Hirsch noted that link between subjective feeling and brain activity was especially striking.

“One of the paper’s most important and unexpected findings was showing that one’s perception of connectedness to another person is directly related to the activity in these specific regions of the brain,” she said.

The study offers a possible biological explanation for something humans have done for millennia: use music to bring people together. From religious ceremonies and weddings to concerts and team chants, music is woven into social rituals across cultures. The Yale team’s results suggest that harmonious music may help coordinate and strengthen human relationships by priming neural systems that support empathy and shared attention.

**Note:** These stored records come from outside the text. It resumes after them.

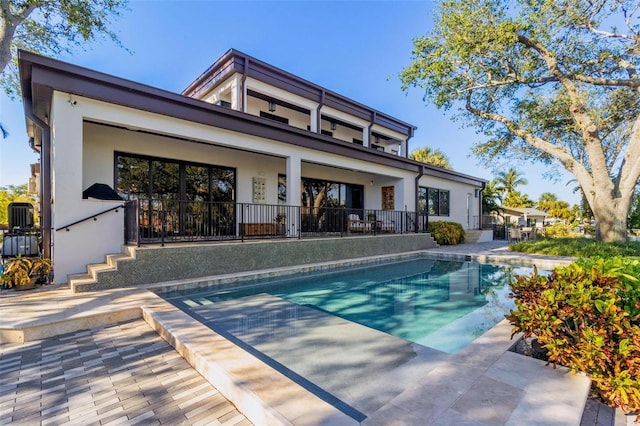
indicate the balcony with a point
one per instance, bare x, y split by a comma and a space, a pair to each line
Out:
167, 221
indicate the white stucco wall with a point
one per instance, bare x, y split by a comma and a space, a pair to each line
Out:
459, 194
83, 154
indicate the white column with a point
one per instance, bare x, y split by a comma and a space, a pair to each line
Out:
237, 95
313, 124
294, 177
365, 137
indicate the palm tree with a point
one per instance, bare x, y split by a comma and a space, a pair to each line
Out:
431, 156
508, 181
490, 198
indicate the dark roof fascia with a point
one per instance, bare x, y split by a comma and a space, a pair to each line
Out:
291, 83
44, 75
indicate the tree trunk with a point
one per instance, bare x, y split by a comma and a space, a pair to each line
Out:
611, 220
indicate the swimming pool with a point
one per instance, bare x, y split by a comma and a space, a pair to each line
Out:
358, 337
441, 304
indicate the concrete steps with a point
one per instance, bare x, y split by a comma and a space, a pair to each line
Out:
82, 282
139, 266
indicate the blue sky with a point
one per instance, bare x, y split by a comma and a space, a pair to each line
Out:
355, 48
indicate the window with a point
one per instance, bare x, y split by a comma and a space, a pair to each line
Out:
176, 197
433, 201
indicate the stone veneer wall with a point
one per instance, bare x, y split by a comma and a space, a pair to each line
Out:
177, 262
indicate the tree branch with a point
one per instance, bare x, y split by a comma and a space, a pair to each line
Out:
631, 160
568, 161
577, 109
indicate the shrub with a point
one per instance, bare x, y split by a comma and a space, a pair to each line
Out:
577, 247
446, 233
587, 317
558, 230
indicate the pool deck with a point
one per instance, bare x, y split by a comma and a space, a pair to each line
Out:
484, 384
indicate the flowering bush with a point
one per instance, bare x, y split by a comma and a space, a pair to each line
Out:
587, 317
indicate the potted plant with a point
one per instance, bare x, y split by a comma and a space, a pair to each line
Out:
23, 272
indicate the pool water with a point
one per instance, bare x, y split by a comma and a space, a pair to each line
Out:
440, 304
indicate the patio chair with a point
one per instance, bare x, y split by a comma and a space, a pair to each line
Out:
355, 224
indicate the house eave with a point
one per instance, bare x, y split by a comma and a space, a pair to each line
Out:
41, 76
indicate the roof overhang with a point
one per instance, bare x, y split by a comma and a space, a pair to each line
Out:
41, 76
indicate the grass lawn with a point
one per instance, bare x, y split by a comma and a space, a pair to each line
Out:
577, 247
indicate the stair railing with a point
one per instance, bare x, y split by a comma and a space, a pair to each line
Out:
93, 216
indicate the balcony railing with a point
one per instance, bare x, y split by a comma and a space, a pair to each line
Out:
164, 221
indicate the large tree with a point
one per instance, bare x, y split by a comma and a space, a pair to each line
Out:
50, 27
554, 81
507, 181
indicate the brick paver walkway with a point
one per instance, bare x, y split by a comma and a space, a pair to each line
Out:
120, 374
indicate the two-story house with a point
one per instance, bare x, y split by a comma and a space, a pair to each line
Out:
246, 151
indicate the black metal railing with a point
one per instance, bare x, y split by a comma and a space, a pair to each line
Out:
164, 221
90, 217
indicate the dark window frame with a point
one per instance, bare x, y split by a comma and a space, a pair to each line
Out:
434, 201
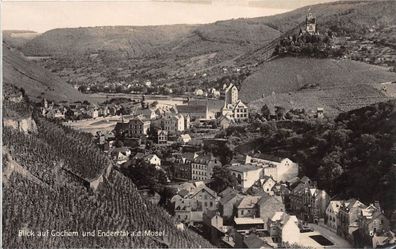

That insight could have practical implications. The researchers note that music-based therapies are already used with people who struggle with social interaction, including some neuropsychiatric conditions such as autism and psychological conditions like social anxiety. Their work provides a potential mechanism for why such approaches might help.

“We’re hoping that our contribution will provide an evidence-based mechanism that shows how music actually enhances the neural systems that promote sociality,” Hirsch added.

For Allsop, who is a keyboardist and vocalist, the project bridges his artistic and scientific worlds.

“I’ve always been interested in how the different structures and languages within music can move people from an aesthetic standpoint,” he said. “At Yale, I’ve started asking that question from the biological perspective, too.”

While the research focused on a specific style of Western chord progression, it opens the door to broader questions. Do different musical traditions shape social connection in distinct ways? Could personalized playlists be used to ease social anxiety before difficult conversations or group events? And how might live performance, group singing or drumming amplify these effects?

Future studies will be needed to explore those possibilities. For now, the Yale team’s work offers scientific support for something many people feel intuitively: when the right music plays, it becomes just a little easier to look someone in the eye, feel understood and feel less alone.